The story has been told on film thrice, the latest being a 2018 Netflix miniseries that “reimagined” Jackson’s novel, which is the euphemism for “lifted and changed it.” A 1999 remake completely missed Shirley Jackson’s point with gaudy special effects that turned her psychological thriller into a bombastic bomb. The best will always be the first, a terrifying movie made in 1963. Robert Wise directed The Haunting and wisely consulted Jackson about the plot, place, and people. Wise originally intended to tell a complicated story about mental illness, focusing on what happens at Hill House as a sort of collective insanity. Instead, he followed Jackson’s advice to make a classic horror story that is faithful to the book. The enormous British mansion Ettington Park, restored as a hotel in the 1980s, was used for Hill House’s exterior and filmed in infrared film stock to make it overpowering and forbidding. The studio sets for the interiors were heavily shadowed in high-contrast black-and-white and framed with unsettling camera angles and special lenses. The audience senses that the house is watching and waiting to choose its time. 

Thus, the titular house becomes as much a star as the actors who perfectly capture Jackson’s characters, especially Julie Harris as the fragile Eleanor. Harris was reportedly disappointed with her performance, but her frailty is potent, and Eleanor’s occasional outbursts of bad temper can instantly turn her from mouse to manipulator. Everyone is quite good, and though forced into the role by a contract dispute, Russ Tamblyn, as the flippant young man, builds a character whose initial skepticism about the experiment makes what happens during the story even more disturbing. 

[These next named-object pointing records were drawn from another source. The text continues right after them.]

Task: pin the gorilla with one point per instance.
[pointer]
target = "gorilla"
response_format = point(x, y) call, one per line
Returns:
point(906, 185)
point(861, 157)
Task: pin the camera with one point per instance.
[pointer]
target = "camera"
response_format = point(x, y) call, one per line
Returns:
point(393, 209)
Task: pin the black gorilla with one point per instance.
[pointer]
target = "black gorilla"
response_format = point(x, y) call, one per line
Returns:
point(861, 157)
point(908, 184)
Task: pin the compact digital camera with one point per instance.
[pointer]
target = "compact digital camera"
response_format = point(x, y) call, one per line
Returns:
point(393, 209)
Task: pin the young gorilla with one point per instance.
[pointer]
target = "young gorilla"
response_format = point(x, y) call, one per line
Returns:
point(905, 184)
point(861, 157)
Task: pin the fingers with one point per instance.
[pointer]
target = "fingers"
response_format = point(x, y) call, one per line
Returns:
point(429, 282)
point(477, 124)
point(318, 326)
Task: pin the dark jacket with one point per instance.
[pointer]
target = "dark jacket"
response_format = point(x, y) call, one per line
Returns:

And it is disturbing. No floating ghosts wisp about, and the one supernatural visual effect of a heavy wooden door bending could be in the imaginations of terrified characters. Nothing slashes, and no one bleeds. Instead, the house is first revealed as odd and then evil with sound, suggestion, and implication. Some of its quirks are explicable, as when all doors slowly shut themselves by design, for they have been deliberately hung a bit off plumb. Nobody gets used to this, though, which makes inexplicable occurrences even more troubling. Some are terrifying, as when Eleanor and Theo huddle in their isolated bedroom, listening to a distant, rhythmic pounding. Something seems to be violently striking a remote wall of the house. The pounding comes nearer, recedes, and then resumes its slow and steady approach as if searching. Its ear-shattering volume shakes their room as it reaches their door. All goes quiet. The doorknob moves slightly. Eleanor’s voice is flat and matter-of-fact when she says, “It’s found us.”

The question remains what “it” is, which is the real terrifying power of Hill House and the haunting that purports to infest it. Is it in the minds of these people? Or is it something in the house that mounts a horrible assault on their senses? Could the house itself be evil, something more than an architectural oddity where doors remain sensibly shut because their jambs are deliberately out of plumb? It is, after all, a place of the night, and whatever walks there wants to walk alone.

Shirley Jackson died two years after the premiere of The Haunting. Her imagination found fear in the ordinary and conjured entertaining stories of dread born of human frailty, of people as well has houses holding darkness within. It is easy to see why she was plagued by unsettling thoughts and veiled specters and understandable that she took a variety of medicines to cope. One night, she went to sleep and didn’t wake up. Her heart, they said. Shirley Jackson was only 48.